Whether through humour, storytelling, or striking design, the product must remain the hero of the ad.

Modern Proof: Creative Still Wins

If Ogilvy’s words feel theoretical, the data backs them up.

Meta’s own studies consistently show that creative quality is the single biggest driver of campaign performance, more influential than targeting or bidding strategy. TikTok’s best-performing campaigns are built on creative designed specifically for the platform. YouTube emphasises creative sequencing as the key to impact.

The message from the platforms themselves is clear: in an auction environment, good creative reduces costs, increases engagement, and delivers higher returns.

The Risk of Bad Advertising

It is worth stressing the flip side. Bad creative does not just fail – it actively harms.

  • A dull ad signals mediocrity.

  • An irrelevant ad suggests you do not understand your consumer.

  • A confusing ad makes people distrust your brand.

  • An irritating ad ensures they never engage with you again.

The stakes are high. Every advert is not just an opportunity to sell – it is a moment of brand-building, for better or worse.

Creative in the One Day Approach

At One Day Agency, we place creative at the centre of every campaign. We do not treat it as an afterthought once the media plan is built.

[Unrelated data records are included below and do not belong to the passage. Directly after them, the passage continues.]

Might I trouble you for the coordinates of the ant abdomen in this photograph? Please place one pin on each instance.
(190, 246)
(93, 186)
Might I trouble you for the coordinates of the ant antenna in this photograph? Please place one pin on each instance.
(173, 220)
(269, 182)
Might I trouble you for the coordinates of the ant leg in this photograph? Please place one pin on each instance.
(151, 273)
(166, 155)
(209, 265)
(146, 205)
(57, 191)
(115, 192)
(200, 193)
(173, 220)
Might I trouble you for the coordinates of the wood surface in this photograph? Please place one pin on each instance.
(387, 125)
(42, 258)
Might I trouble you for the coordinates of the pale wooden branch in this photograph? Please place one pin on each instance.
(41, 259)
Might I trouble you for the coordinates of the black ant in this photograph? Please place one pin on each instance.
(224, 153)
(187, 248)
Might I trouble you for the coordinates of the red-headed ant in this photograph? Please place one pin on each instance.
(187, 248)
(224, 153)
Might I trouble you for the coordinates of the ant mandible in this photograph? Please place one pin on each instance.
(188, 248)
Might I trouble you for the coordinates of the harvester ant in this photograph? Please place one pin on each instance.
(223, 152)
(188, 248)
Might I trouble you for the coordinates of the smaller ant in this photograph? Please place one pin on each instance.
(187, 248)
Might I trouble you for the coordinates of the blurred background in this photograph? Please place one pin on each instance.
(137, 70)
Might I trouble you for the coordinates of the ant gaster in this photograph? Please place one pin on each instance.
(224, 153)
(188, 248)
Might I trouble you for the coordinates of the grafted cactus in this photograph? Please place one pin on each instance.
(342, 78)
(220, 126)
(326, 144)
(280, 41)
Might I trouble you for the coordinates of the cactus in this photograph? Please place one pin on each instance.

Instead, we fuse media, creative and digital into an integrated process that ensures ads are not only technically sound but emotionally compelling.

Because while targeting matters, while pixels matter, while KPIs matter – none of them work without great creative. The ad itself is the variable that moves the needle.

Final Word

Advertising is simple in principle but difficult in practice. Brands get lost in technicalities, but the truth is timeless: the creative asset is the most important factor.

Good advertising sells. Great advertising entertains, persuades and builds long-term loyalty. Poor advertising damages brands irreparably.

So next time you plan a campaign, before you obsess over bidding strategies or attribution models, ask yourself the most important question: is this a good ad?

Because in the end, everything else follows from there.